If you’re booked into a King County jail, you’ll stay an extra month on average if immigration officials want to review your file. That’s even if you haven’t been charged with a crime.
This finding is part of a new report today from the University of Washington, written by sociologists Katherine Beckett and Heather Evans.
The report comes as King County officials are considering changes to their partnership with federal immigration authorities. Last month, County Executive Dow Constantine sent a letter to council members outlining ways to shift how the Sheriff’s Department works with Immigration and Customs Enforcement.
ICE can place holds on people booked into jail who may be in the US illegally. King County honors all those requests but Constantine’s letter proposes more limitations on who can be held.
A handful of counties in other states have moved toward similar limitations in response to the recent rollout of ICE’s Secure Communities program. It allows ICE to directly access jail fingerprints and place a hold, which is officially called a detainer.

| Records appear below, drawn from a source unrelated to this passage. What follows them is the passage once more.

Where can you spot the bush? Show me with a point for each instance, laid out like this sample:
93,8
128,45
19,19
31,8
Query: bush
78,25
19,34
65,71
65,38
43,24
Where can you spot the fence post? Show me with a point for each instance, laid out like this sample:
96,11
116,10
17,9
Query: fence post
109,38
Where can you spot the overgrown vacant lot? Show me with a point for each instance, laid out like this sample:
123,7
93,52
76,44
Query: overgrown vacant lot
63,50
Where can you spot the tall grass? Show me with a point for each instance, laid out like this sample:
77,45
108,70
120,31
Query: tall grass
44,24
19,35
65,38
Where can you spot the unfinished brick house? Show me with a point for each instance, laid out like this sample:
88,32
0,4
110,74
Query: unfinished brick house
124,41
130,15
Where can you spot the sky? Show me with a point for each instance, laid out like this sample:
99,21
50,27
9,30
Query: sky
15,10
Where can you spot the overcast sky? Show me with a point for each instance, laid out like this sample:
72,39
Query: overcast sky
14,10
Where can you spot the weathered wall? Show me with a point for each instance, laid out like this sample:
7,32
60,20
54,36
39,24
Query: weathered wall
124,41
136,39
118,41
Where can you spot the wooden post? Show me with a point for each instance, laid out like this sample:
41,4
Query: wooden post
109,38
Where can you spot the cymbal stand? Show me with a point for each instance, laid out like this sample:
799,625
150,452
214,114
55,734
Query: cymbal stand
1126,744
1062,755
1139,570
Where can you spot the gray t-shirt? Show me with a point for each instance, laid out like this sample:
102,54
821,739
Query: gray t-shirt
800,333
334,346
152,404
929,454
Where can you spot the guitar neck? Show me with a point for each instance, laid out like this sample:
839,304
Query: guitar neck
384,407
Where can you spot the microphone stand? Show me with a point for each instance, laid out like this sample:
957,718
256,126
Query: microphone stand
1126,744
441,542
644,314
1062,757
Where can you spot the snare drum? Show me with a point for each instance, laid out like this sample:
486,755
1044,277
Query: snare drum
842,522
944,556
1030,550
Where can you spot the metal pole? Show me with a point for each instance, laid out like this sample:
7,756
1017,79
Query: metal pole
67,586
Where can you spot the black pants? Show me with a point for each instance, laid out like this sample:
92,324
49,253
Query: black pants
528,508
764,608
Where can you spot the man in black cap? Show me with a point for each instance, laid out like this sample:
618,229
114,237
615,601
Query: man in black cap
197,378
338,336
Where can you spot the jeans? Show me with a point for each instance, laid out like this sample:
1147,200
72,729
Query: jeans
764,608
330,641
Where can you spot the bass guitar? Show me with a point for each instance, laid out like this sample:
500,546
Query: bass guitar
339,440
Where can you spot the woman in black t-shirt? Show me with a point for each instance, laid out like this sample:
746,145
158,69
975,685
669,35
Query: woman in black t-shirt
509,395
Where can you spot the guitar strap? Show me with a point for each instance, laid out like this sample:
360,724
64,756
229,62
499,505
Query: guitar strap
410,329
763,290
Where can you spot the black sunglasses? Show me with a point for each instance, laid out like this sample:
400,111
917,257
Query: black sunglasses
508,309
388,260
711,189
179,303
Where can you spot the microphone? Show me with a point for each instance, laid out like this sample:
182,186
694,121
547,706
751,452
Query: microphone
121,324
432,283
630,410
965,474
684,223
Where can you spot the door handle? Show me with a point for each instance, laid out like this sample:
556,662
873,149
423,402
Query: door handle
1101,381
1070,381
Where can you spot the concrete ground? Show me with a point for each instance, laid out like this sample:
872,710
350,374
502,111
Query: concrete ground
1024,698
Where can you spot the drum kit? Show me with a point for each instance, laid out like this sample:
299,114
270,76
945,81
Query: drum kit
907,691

The UW study analyzed King County jail data from 2011. It found about one in eight people with ICE holds were not charged with any crime. It also found that half of the inmates with holds were charged with misdemeanor crimes, including driving without a license.
Immigrant advocates point out these findings conflict with ICE’s policy to focus on serious criminals. “The report confirms that these detainers cause individuals to be detained unfairly and do not protect public safety,” said Shankar Narayan, legislative director for the American Civil Liberties Union of Washington.

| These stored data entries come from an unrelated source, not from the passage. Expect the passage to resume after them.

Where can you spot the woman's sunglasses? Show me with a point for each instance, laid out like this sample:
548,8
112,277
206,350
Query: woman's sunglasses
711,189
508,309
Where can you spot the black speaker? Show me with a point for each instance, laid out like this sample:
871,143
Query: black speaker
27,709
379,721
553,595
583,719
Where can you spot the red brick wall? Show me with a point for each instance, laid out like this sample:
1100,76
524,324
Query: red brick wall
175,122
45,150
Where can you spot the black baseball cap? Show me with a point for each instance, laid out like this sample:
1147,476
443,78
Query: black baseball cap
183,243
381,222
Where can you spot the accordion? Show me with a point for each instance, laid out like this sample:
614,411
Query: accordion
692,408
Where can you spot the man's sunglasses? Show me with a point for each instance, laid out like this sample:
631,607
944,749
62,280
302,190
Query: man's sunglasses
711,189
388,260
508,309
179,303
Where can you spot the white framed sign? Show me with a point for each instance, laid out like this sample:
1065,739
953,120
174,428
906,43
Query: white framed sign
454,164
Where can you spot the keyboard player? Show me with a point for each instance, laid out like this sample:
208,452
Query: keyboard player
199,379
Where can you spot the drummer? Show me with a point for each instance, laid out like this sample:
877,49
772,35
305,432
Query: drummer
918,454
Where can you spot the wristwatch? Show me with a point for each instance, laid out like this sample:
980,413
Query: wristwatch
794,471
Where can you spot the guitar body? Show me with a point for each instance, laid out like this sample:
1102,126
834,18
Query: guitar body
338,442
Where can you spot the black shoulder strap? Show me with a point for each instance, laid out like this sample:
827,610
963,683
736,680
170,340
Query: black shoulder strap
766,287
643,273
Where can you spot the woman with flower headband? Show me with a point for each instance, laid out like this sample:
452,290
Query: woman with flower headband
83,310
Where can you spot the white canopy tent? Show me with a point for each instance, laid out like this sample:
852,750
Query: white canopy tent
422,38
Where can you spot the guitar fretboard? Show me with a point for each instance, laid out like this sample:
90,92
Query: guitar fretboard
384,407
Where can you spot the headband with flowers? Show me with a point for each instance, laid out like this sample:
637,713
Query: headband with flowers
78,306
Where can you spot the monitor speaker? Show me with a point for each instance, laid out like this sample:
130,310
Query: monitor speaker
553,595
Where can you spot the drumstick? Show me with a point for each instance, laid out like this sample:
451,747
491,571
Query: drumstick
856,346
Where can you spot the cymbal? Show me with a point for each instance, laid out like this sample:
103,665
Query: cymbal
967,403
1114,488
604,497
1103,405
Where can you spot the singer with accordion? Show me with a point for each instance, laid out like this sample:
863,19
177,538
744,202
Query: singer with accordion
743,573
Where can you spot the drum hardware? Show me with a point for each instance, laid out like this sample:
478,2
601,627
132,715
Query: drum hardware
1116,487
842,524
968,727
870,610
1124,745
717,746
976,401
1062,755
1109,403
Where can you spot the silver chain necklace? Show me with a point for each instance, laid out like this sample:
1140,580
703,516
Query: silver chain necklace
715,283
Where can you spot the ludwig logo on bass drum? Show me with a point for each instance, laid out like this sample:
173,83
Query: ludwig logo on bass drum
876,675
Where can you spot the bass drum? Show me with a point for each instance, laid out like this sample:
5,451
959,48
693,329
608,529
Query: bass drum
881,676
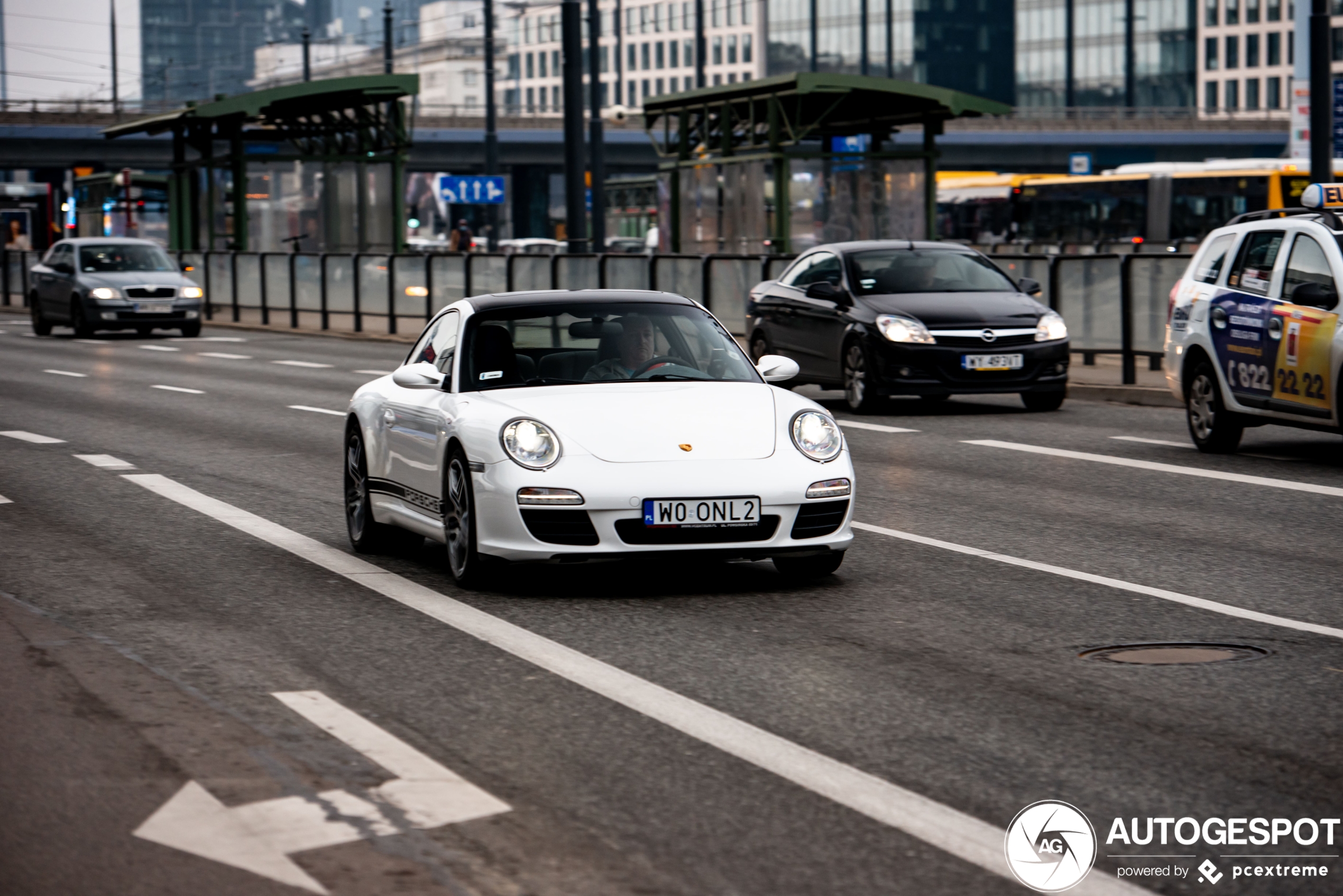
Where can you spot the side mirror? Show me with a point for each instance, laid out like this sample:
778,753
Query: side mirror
775,368
422,375
1315,296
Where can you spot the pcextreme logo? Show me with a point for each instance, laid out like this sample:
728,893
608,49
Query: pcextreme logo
1051,847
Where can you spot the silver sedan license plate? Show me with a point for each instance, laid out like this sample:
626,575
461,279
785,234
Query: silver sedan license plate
703,512
991,362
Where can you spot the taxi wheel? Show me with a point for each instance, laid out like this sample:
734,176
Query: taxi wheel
1213,428
366,534
859,391
465,564
813,567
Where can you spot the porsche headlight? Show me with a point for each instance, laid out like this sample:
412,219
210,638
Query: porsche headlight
531,444
817,436
1051,327
903,329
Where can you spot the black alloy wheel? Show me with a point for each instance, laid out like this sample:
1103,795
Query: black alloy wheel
464,562
84,329
366,534
809,567
41,326
1043,401
1213,428
859,390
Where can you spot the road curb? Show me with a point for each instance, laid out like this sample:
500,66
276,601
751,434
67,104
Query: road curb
1145,395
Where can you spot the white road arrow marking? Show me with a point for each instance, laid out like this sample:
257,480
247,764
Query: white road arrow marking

King County Sheriff John Urquhart has also said that “refining the criteria for honoring immigration detainers will go a long way to build the trust that is so critical for cooperation between police and the community."
The UW study estimates King County could save nearly $2 million per year if it stopped honoring the ICE holds. But that estimate leaves out part of the equation. An ICE spokesperson notes the feds will reimburse local jails for the cost of a hold beyond four days. In 2011, King County received more than $1 million in reimbursements.